ここは彼女を連れて、三十六計逃げるに如かずだな。
「アナタは逃げて下さい。私が時間を稼ぎます!」
「──へっ?」
いや、何言って──
◆
『──良いか? 悟よ。女子を守るのが男子の務めじゃ。決して女子を見捨てて逃げてはならぬぞ』
『えーっ! じいちゃん、いつの時代の人だよ。そんな古い考え方、今時誰もいないって──』
そうだった。あの言葉は、俺が幼い頃に亡き祖父に言われた言葉だった。当時は幼かったから笑い飛ばしていたけど、まさか今になってこの言葉が枷になるなんて……。
あー! もう、分かったよ!
はぁ……分かったよ。ここで逃げたら、天国のじいちゃんに何を言われるか分からないし、やれるだけのことはやるしかないか。

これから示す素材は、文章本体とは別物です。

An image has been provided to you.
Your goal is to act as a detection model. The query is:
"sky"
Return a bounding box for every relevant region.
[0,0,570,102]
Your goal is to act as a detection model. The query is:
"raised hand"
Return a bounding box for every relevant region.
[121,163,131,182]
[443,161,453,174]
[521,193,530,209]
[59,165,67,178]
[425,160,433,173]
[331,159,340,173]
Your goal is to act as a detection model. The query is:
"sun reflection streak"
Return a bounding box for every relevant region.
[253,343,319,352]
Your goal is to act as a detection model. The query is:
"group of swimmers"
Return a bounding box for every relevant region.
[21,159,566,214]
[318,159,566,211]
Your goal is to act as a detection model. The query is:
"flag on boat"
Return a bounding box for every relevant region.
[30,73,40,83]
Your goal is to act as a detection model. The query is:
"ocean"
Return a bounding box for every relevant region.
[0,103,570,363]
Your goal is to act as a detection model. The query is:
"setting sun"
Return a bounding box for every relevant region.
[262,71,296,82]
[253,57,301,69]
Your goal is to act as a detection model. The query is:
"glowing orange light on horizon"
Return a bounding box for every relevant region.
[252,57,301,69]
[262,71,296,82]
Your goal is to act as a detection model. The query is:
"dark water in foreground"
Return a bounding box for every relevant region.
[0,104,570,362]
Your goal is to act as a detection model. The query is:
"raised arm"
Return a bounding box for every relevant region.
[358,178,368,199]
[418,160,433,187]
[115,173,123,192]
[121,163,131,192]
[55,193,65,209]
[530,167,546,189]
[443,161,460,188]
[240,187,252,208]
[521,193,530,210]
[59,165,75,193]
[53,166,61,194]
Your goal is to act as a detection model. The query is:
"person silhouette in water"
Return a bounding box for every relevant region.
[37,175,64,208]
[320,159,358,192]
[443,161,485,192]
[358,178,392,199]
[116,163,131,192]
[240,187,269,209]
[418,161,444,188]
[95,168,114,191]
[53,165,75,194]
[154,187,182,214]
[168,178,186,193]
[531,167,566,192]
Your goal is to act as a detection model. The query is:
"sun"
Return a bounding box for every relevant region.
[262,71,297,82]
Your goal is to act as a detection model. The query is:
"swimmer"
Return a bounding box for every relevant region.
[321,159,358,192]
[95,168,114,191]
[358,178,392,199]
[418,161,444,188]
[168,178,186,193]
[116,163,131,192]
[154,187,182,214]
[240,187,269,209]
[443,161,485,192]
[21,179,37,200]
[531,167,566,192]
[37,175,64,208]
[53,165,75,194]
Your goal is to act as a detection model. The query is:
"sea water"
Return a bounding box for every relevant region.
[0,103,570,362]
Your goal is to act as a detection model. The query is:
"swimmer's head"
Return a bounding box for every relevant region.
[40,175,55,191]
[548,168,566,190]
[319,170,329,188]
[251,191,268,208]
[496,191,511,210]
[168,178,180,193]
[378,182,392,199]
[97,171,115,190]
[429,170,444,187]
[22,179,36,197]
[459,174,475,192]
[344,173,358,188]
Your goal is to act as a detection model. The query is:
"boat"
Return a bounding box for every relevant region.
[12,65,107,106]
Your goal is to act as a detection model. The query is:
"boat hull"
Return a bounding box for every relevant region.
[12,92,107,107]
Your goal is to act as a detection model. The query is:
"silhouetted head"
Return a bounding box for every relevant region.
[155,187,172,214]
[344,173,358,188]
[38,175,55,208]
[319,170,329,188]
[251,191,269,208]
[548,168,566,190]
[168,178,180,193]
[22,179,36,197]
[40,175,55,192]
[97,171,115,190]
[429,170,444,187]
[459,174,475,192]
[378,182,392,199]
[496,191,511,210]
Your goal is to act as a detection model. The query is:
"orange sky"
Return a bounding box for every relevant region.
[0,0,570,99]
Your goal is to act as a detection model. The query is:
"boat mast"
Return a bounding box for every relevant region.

「悟、それが俺の名だ。それと君は逃げろ。逃げる時間は俺が時間を稼ぐから」
「サトル……さん? ──えっ?! ま、待って下さい、相手はアブゥです。アナタのレベルがどれくらいかは知りませんが、危険です!」
ああ、分かってる。だけど、もう後には引けない。
「心配は無用だ。あくまでも時間を稼ぐだけで、倒そうと思っている訳じゃないから。だから街へ向かって!」
「は、はい!」
よし、彼女は街へ向かったな。あとは、コイツからどう時間を稼ぐかだ。
『グォォォォォォ!』
「ホント、どう見ても猿にしか見えないのに虫みたいな名前で。紛らわしいな」
俺の言葉が気に障ったのか、アブゥは俺めがけて突進してきた。
「危なっ!」
うまく躱せたから良いが、当たったら死ぬ未来しか見えない。
ああ、逃げたい。でも、今逃げたら彼女の方へコイツは向かうだろう。